Unfortunately, many parents struggle with the pressure of working like career-driven individuals and simultaneously parenting their kids like stay-at-home moms or dads. Why? Because although society promotes support for busy parents striving to cling to their careers, the truth is the workplace is a tough environment, even without the additional pressures of family life.
So, it's no wonder that while trying to manage an endless mountain of household chores, including homework, playdates, and sports activities, you're left feeling more than a little overwhelmed as you try to prepare for tomorrow's board meeting!
The question is, how do we parents stay on top of our A-game, juggling kids, home life and work deadlines with the aplomb of an ambidextrous circus octopus? Thankfully help is at hand, or rather tentacle!
In this Piper Finn blog post, we share 15 positive parenting tips for working parents to help you maintain a healthy work-life balance.

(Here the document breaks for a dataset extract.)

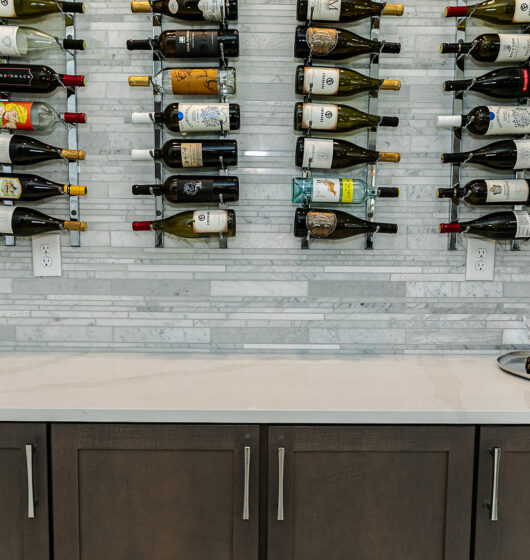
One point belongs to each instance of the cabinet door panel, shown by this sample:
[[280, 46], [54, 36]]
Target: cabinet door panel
[[371, 493]]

Positive Parenting Tips for Busy Parents
- Set clear boundaries:
Setting clear boundaries is essential when you are a working parent. Let your supervisor and colleagues know your availability timing and stick to your schedule. There's no point staying late to accrue workplace brownie points if your kids are not collected from school or nursery on time! It simply has a knock-on effect on your schedule and increases stress levels for you and your children.
- Plan your day:
Planning your day can save you time and reduce stress. Each week, draft a to-do list with the most important tasks prioritized.
- Be flexible:
Despite all your planning, sometimes you may need to adjust your schedule due to unexpected events. For example, running late at the office, the kids falling sick, the dog needing an urgent vet visit, or the car needing repair. As a working parent, it's important to be flexible with a contingency plan in place for emergencies.

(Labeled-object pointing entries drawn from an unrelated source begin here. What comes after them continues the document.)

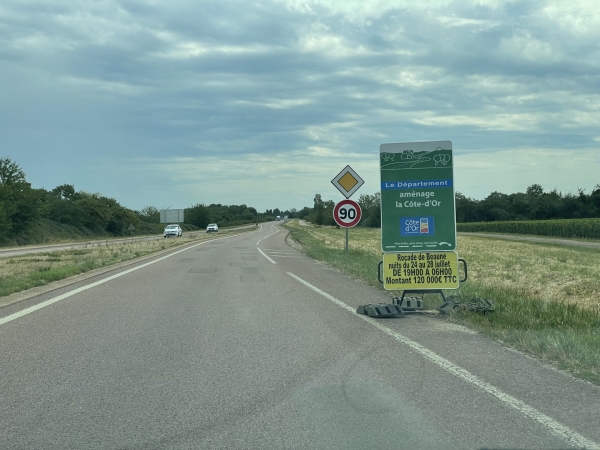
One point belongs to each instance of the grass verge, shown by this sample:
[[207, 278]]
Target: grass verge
[[547, 296], [19, 273]]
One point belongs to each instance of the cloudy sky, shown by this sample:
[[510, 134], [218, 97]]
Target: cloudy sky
[[178, 102]]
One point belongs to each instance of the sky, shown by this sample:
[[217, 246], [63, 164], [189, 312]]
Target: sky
[[174, 103]]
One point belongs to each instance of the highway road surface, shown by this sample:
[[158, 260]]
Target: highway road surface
[[244, 342], [33, 249]]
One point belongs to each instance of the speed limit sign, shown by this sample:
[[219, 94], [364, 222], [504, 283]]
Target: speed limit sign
[[347, 213]]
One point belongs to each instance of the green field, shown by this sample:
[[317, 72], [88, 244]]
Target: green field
[[547, 296]]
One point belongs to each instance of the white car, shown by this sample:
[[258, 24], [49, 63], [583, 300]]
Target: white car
[[173, 230]]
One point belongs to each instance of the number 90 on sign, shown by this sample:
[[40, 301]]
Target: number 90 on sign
[[347, 213]]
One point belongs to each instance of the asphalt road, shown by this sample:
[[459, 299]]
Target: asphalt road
[[243, 342], [33, 249]]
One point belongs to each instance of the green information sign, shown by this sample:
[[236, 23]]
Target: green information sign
[[417, 197]]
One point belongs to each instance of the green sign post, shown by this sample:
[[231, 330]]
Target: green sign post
[[417, 197]]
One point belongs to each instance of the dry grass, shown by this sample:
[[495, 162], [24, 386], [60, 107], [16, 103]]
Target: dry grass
[[19, 273], [551, 273], [546, 296]]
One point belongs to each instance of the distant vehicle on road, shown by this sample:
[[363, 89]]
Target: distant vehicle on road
[[173, 230]]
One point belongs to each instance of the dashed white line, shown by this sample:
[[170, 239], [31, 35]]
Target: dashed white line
[[556, 428], [51, 301]]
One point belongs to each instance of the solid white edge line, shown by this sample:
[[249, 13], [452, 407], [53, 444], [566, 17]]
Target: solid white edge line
[[265, 255], [53, 300], [557, 429]]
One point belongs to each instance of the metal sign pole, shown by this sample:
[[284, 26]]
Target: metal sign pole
[[346, 241]]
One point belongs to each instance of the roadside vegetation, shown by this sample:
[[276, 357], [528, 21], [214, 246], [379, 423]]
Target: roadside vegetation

- Communicate with your child:
Communication is the key to successful parenting while working. Dinner time is an ideal window of opportunity to catch up on the whole family's day. With everyone sitting around the table, enjoying their meal, you can chat with your child about their day at school, friends, and activities.
- Get help for single parents who work:
Every working parent, whether single or part of a couple, needs a support system in place to survive. Having someone who can care for your child when you or your partner are not around, like a family member, friend, or trusted caregiver, can reduce the pressure you may feel when work responsibilities become overwhelming. You can also access advice and help for single parents who work via online forums and parenting websites.

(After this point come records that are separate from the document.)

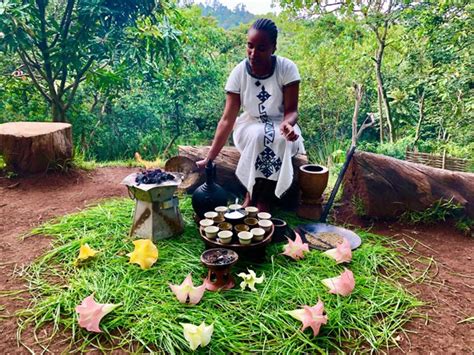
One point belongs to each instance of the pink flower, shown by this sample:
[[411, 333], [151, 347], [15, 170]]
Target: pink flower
[[342, 253], [91, 313], [295, 249], [310, 316], [187, 289], [342, 285]]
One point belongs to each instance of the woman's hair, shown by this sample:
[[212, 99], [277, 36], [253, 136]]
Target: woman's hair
[[267, 25]]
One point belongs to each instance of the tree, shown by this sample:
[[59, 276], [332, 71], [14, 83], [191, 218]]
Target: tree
[[60, 42], [379, 16]]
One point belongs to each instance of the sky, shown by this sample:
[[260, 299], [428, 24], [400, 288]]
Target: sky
[[257, 7]]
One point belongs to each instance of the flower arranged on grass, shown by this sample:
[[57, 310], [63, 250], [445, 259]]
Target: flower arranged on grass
[[310, 316], [85, 252], [342, 253], [145, 253], [187, 290], [91, 313], [250, 280], [197, 335], [296, 249], [342, 285]]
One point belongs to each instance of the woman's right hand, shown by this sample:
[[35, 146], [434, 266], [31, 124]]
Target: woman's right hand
[[202, 163]]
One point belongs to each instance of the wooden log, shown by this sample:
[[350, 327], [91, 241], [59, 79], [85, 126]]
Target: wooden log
[[33, 147], [387, 187], [226, 163]]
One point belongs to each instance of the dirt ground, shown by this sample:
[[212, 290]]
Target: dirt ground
[[28, 202]]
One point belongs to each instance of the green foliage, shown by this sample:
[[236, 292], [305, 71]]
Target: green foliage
[[157, 78], [59, 42], [226, 17], [440, 210], [149, 317], [465, 225]]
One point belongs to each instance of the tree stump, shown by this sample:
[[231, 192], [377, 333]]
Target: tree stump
[[226, 163], [386, 187], [33, 147]]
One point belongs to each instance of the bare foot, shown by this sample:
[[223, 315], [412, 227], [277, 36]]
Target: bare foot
[[247, 200]]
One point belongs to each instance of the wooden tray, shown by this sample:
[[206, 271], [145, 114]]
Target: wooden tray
[[253, 250]]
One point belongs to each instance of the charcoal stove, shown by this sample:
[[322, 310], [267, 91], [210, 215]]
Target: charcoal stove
[[157, 214]]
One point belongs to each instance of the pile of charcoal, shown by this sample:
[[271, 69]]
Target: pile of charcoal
[[156, 176], [220, 257]]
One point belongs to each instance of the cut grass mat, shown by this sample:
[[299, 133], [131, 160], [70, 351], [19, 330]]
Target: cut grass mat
[[149, 316]]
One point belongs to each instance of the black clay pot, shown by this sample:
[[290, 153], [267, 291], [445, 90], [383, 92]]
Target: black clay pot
[[209, 195]]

- Prioritize quality time:
Quality time is more important than quantity when spending time with your child. Have meaningful conversations, engage in enjoyable activities, and create happy memories. Most importantly, when spending time with your kids, be present, and don't allow technology (phones) or work issues (emails or phone calls) to distract you.
- Take care of yourself:
Self-care is the one thing most working parents are incredibly bad at scheduling into their routine. Unfortunately, as a working parent, it's easy to forget about your own well-being, and yet, if we don't care for ourselves, it affects our super-hero parenting powers! It's important to care for your physical and mental health, eat healthily, exercise, and get enough rest.
- Limit screen time:
Limiting screen time for yourself and your child can help reduce stress and improve your family's well-being. Set limits on screen usage and engage in other activities like reading, playing outdoors, or doing creative activities.
- Create a routine:
A routine can help bring structure and predictability to your daily life. Set a morning, evening, and weekend routine that works for your family. However, routines don't have to be rigid and remember to include fun things like bedtime stories, cuddle time and playtime with the kids.
- Be present:
When spending time with your child, put away distractions (phones, tablets, laptops) and be present. Give them your undivided attention, even if it's only for a short time.
- Practice self-care:
Practising self-care is crucial for your mental and physical health. Take some time to practice a hobby, meditate, or get a massage to relax and recharge. Remember, positive parenting strategies are only effective when you care for yourself too.
- Encourage responsibility:
Encourage your kid to take responsibility for their own tasks and chores; this will help them become more independent and reduce your to-do list! For example, teach your child to set out their clothes and kids shoes the night before. This will make getting ready for school the next morning much easier!
- Stay connected with your child's school:
Stay connected with your child's school, as this will help you stay informed about their academic and social progress. For example, ensure you attend parent-teacher meetings, assemblies and school plays. Being a part of your child's community is crucial if you want to remain in sync with their development.
- Have a positive attitude:
Maintaining a positive attitude can help you overcome any challenges and setbacks that come your way. Model a positive attitude for your child, and they will also learn to approach life with positivity.
- Celebrate small wins:
Celebrating small wins and accomplishments can help boost your family's morale and motivate everyone to keep going.
Being a working parent is both challenging and rewarding. Incorporate these useful working parent tips into your daily routine to create a healthy work-life balance while still being present for your child. When you communicate, plan, prioritize, and take care of yourself, it turns out it's entirely possible to be the effective and happy working parent you envisioned!